À Châteauroux, Valérie Pécresse veut retisser un lien de confiance avec les villes moyennes

Lundi dans l’Indre, la candidate de la droite a retrouvé le maire Gil Avérous, qui est également le président du comité des maires Les Républicains.

Adresser un message d’espoir aux villes moyennes et aux territoires ruraux qui se sentent moins bien traités que les grandes métropoles. Lundi dans l’Indre, Valérie Pécresse s’est donné une nouvelle occasion de défendre sa vision de la décentralisation, l’un des axes majeurs de son projet.

Une immersion dans la cité du numérique de Châteauroux, une conférence de presse avec Jean-Christophe Fromantin (président de Territoires en mouvement ), une rencontre au sein d’un foyer de jeunes travailleurs, une réunion publique dans un village voisin… Gil Avérous, maire LR de Châteauroux, se réjouit de voir sa candidate privilégier le terrain et le contact direct avec les Français.

«Dans le vrai»

«Elle a passé le plus difficile. Sa plus grande réussite est d’avoir fédéré toutes les tendances de notre famille politique et le meeting du Zénith fut un moins mais en choisissant ces petits formats, elle est dans le vrai. Et chacun sait aussi que dans cette élection, il y a un enjeu de survie pour Les Républicains», explique l’élu qui est aussi président du comité des maires LR.

En choisissant Châteauroux, la candidate cherche à s’adresser à des communes qui ont souffert de la désindustrialisation et perdu des habitants au fil des années. Châteauroux compte 45 000 habitants contre 55 000 il y a trente ans.

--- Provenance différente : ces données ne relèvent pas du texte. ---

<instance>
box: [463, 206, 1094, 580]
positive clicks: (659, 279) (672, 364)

Dans son projet, Valérie Pécresse promet de rendre du pouvoir aux élus locaux pour les replacer au cœur d’une révolution territoriale où, selon elle, la ruralité serait en capacité d’incarner la modernité. « Nous avons des exemples concrets à Châteauroux », abonde Gil Avérous.

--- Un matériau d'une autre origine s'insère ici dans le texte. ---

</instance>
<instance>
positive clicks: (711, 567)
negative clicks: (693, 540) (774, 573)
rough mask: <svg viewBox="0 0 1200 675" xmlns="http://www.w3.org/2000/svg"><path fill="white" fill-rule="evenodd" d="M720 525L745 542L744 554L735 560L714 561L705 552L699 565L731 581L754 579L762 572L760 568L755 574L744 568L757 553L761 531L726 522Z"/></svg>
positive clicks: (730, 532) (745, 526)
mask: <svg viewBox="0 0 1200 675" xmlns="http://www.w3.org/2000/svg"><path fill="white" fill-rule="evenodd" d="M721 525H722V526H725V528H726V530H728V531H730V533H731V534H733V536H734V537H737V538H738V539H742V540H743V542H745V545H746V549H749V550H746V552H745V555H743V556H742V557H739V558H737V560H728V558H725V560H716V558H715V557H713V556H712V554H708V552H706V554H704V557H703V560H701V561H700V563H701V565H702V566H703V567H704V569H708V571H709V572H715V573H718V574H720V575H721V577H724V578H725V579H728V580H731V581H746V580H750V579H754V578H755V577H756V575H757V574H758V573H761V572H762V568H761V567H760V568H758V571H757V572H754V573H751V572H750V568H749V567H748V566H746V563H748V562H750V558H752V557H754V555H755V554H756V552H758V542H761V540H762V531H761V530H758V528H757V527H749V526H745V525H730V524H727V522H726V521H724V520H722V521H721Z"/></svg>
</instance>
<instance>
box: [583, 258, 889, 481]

Si le recul de la droite dans l’électorat rural est une tendance pointée par les instituts de sondage, le maire de Châteauroux fait néanmoins la distinction entre scrutins locaux et scrutins nationaux, sachant que la droite a démontré sa solidité dans toutes les élections locales intermédiaires durant le quinquennat. Mais l’élu reconnaît une fuite des électeurs et il en explique les causes: «Les électeurs de la droite traditionnelle sont allés vers les extrêmes depuis une quinzaine d’années pour des raisons bien identifiées: la désindustrialisation, la régionalisation de l’administration, un sentiment d’abandon… Dans ce contexte, le vote s’est radicalisé, nourrissant une peur de l’autre et de l’étranger qui progresse aussi parce que le nombre d’acteurs de ces partis extrêmes a augmenté».

Perte de confiance

Gil Avérous reconnaît aussi les difficultés pour la droite à être «audible» alors que les Français perdent «confiance» en la politique et jugent souvent les pouvoirs nationaux déconnectés. «La fin du cumul des mandats fut une erreur dramatique. Un lien direct avec la population s’est perdu alors qu’avant, les députés pouvaient faire le service après vote…», regrette Gil Avérous.

Au-delà des constats, Valérie Pécresse tente de répondre à une attente très forte des territoires en leur expliquant qu’ils auront bientôt le pouvoir de changer les choses. Pas facile de faire passer ces messages quand les maires eux-mêmes ne sont pas dans le match de la présidentielle. «Ils sont un peu circonspects», constate Gil Avérous en regrettant une fermeture du débat tant que le candidat Emmanuel Macron ne sera pas déclaré. «Pour l’instant, nous sommes dans une fausse campagne présidentielle», regrette l’élu à quelques heures d’une réunion publique organisée dans la salle des fêtes de La Châtre, où Valérie Pécresse doit convaincre 300 personnes lundi soir.